There was a guy sitting next to Flynn named Cyril Svoboda who was the deputy prime minister of the Czech Republic way back, and also the foreign minister, etc. He spoke both languages. And what I read afterwards was that he had briefly translated between Flynn and Putin, and it amounted to, "Hi, how you doing?" "Okay." That was it. So, that was the great conversation. Nobody else talked to anybody across language barriers that I could see.

I assumed these were his bodyguards who came in with him. Turns out they weren't his bodyguards. They were like his chief of staff and communications. But nobody cared to make introductions. This wasn't intended to be a discussion of any sort. I spent just about the whole evening talking to the German former foreign minister sitting next to me, Willy Wimmer, and we had a very interesting conversation. But I think that was the only substantive conversation [laughs] that took place around that table.

J. Scahill: And then Putin gets up to give his speech.

J. Stein: Yup.

J. Scahill: And then does he return to the table?

J. Stein: No. Then they walk out. He was basically there to give a speech. This was not some kind of a dinner meeting. Nobody even met anybody. There were - I didn't hear any words exchanged between English speakers and Russians.
That's it. That's the whole thing. She paid her own way to attend a conference in Russia long before it became the big, scary boogieman everyone was expected to avoid at all cost at the end of last year, and nothing happened. How f**king stupid do you have to be to make a thing out of that?

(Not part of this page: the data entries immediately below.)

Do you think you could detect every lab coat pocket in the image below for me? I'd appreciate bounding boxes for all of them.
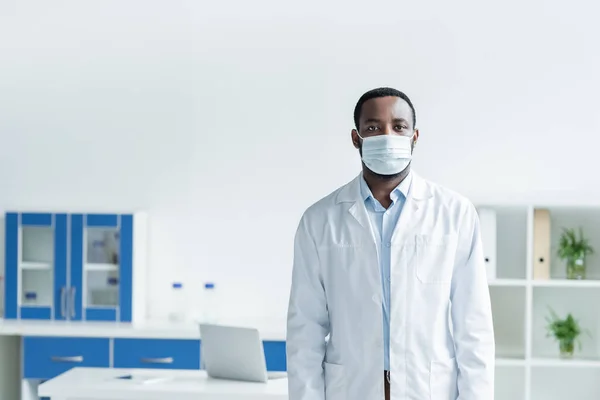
[324,362,346,400]
[416,234,458,284]
[429,358,458,400]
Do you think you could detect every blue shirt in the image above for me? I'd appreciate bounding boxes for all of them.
[360,173,412,371]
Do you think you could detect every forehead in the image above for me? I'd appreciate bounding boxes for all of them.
[360,96,412,121]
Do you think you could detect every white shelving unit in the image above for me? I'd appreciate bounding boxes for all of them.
[478,205,600,400]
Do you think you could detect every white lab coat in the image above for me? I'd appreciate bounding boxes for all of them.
[287,172,495,400]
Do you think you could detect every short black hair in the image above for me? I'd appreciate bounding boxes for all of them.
[354,87,417,129]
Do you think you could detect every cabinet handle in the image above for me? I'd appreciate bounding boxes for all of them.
[71,286,77,318]
[51,356,83,362]
[60,286,67,318]
[141,357,173,364]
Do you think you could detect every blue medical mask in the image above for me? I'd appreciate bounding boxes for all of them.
[358,134,414,175]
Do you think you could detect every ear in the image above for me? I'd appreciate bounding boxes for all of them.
[350,129,360,149]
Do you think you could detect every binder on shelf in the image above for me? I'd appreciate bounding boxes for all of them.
[478,208,497,282]
[533,209,550,280]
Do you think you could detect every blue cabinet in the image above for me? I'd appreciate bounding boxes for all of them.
[4,213,68,320]
[263,341,287,372]
[23,337,110,379]
[5,212,145,322]
[114,339,200,369]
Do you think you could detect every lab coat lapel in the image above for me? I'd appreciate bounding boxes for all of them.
[392,171,432,243]
[337,172,375,243]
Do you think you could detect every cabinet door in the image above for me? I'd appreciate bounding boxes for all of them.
[5,213,67,319]
[69,214,132,321]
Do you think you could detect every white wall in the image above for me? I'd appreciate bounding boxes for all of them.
[0,0,600,316]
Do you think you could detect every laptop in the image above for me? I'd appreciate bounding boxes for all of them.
[200,324,287,382]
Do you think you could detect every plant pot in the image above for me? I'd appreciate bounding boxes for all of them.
[567,255,586,279]
[560,341,575,358]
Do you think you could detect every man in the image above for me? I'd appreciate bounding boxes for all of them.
[287,88,495,400]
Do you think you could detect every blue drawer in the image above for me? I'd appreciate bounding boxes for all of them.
[114,339,200,369]
[263,341,287,371]
[23,337,110,379]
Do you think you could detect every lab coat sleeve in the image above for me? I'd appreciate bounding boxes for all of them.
[451,206,495,400]
[286,217,329,400]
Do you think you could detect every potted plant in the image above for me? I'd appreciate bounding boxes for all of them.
[558,228,594,279]
[546,309,582,358]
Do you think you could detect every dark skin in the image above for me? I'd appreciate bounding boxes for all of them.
[352,96,419,208]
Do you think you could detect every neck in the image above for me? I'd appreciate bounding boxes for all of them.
[363,165,410,208]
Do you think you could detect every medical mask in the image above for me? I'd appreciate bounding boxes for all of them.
[358,134,413,175]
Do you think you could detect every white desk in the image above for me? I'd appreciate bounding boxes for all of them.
[38,368,288,400]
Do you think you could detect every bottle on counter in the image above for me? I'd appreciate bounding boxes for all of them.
[202,282,218,324]
[25,292,37,306]
[169,282,187,322]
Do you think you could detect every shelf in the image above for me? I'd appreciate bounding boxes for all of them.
[488,279,527,287]
[20,262,52,271]
[531,357,600,368]
[84,263,118,272]
[531,279,600,288]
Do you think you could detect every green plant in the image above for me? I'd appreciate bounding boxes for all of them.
[546,309,583,355]
[558,228,594,260]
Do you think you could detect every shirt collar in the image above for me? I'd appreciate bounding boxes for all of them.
[360,171,412,202]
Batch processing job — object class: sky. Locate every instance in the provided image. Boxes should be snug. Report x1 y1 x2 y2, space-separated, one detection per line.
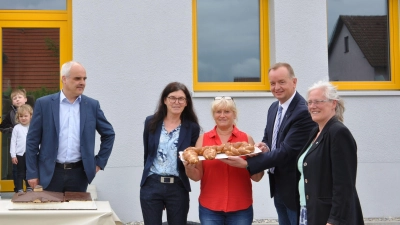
197 0 260 82
0 0 387 82
0 0 67 10
327 0 387 39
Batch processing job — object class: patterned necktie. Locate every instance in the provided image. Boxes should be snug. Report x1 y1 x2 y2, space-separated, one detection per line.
269 106 283 173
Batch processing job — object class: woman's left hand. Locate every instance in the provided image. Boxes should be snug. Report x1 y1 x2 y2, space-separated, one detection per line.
219 156 247 168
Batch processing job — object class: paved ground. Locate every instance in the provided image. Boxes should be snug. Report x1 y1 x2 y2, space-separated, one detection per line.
0 192 400 225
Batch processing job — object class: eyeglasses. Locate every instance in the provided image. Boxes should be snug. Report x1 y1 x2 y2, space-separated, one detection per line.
214 96 233 100
167 96 186 104
307 99 331 106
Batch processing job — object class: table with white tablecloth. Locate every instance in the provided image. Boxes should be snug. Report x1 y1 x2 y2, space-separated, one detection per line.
0 199 122 225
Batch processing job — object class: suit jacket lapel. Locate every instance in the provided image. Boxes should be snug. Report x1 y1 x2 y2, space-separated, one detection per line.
176 121 188 154
307 117 337 155
267 102 279 148
51 92 60 135
79 95 87 136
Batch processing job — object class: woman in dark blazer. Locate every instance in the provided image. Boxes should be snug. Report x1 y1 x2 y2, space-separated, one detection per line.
297 82 364 225
140 82 200 225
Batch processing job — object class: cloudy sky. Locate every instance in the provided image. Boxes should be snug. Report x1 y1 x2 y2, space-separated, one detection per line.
197 0 387 82
0 0 67 10
197 0 260 82
327 0 387 38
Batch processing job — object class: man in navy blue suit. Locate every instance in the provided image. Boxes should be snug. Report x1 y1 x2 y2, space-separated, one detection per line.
224 63 316 225
25 61 115 192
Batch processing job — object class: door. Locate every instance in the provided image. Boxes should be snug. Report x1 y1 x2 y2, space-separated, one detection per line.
0 0 72 192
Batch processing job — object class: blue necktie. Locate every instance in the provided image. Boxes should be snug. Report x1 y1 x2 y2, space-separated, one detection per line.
269 106 283 173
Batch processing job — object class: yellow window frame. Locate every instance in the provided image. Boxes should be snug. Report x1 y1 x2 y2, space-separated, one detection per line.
0 0 72 191
332 0 400 90
192 0 270 91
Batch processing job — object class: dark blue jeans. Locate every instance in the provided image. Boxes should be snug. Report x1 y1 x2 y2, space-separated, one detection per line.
199 204 253 225
140 174 189 225
45 163 89 192
274 188 299 225
13 164 18 192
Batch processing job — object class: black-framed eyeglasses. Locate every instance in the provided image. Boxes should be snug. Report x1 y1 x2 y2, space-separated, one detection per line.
167 96 186 104
307 99 331 106
214 96 233 100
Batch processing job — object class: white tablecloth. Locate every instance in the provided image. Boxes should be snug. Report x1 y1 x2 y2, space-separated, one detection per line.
0 200 122 225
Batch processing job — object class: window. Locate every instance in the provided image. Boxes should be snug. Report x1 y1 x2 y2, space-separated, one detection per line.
328 0 400 90
192 0 269 91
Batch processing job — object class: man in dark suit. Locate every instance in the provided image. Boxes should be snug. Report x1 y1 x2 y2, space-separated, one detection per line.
25 61 115 192
224 63 316 225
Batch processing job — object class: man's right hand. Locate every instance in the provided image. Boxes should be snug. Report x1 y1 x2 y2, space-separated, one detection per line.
28 178 39 188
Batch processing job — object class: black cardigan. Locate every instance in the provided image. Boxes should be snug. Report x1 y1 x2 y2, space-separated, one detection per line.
297 117 364 225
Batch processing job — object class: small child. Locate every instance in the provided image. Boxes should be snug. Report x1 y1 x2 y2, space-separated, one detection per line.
10 105 33 193
0 89 28 192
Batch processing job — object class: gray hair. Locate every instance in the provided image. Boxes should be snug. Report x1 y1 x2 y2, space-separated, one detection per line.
60 61 82 77
307 81 345 123
268 62 296 78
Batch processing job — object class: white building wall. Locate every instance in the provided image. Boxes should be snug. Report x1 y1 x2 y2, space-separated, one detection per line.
73 0 400 222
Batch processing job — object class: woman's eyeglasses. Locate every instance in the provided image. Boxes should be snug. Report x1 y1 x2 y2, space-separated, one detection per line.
167 96 186 104
307 99 330 106
214 96 233 100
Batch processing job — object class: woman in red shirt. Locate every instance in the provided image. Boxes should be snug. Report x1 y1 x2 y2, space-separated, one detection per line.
184 97 264 225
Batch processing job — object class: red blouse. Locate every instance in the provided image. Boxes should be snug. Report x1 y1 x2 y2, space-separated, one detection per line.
199 126 253 212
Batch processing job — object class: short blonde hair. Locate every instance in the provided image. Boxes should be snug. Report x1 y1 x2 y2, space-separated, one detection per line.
211 97 238 125
307 81 345 123
15 104 33 123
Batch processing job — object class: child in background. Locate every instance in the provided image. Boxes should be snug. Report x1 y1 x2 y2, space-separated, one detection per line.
0 89 28 133
10 105 33 193
0 89 27 192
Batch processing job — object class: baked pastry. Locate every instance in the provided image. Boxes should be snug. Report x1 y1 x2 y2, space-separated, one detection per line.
182 141 255 164
182 149 199 164
203 146 217 159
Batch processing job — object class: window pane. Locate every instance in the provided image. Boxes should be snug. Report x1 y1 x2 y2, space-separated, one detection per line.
197 0 260 82
328 0 391 81
0 28 60 180
0 0 67 10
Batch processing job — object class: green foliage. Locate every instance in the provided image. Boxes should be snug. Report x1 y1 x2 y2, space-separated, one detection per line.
3 86 60 100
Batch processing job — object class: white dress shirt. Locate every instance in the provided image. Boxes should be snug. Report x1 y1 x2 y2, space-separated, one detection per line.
57 91 82 163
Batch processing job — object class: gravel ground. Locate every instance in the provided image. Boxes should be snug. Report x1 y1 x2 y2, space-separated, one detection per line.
125 217 400 225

Third parties happen. Not nearly as much as they should, but they do happen. Running presidential candidates is an essential part of a third party's efforts to build party viability, and if people want to vote for a third party it is their right to do so. If Stein hadn't run in the Green Party presidential slot it would have been someone else, because running presidential candidates is something the US Green Party always does. If you think this is because of a sinister Kremlin plot, you are f**king stupid. That is all.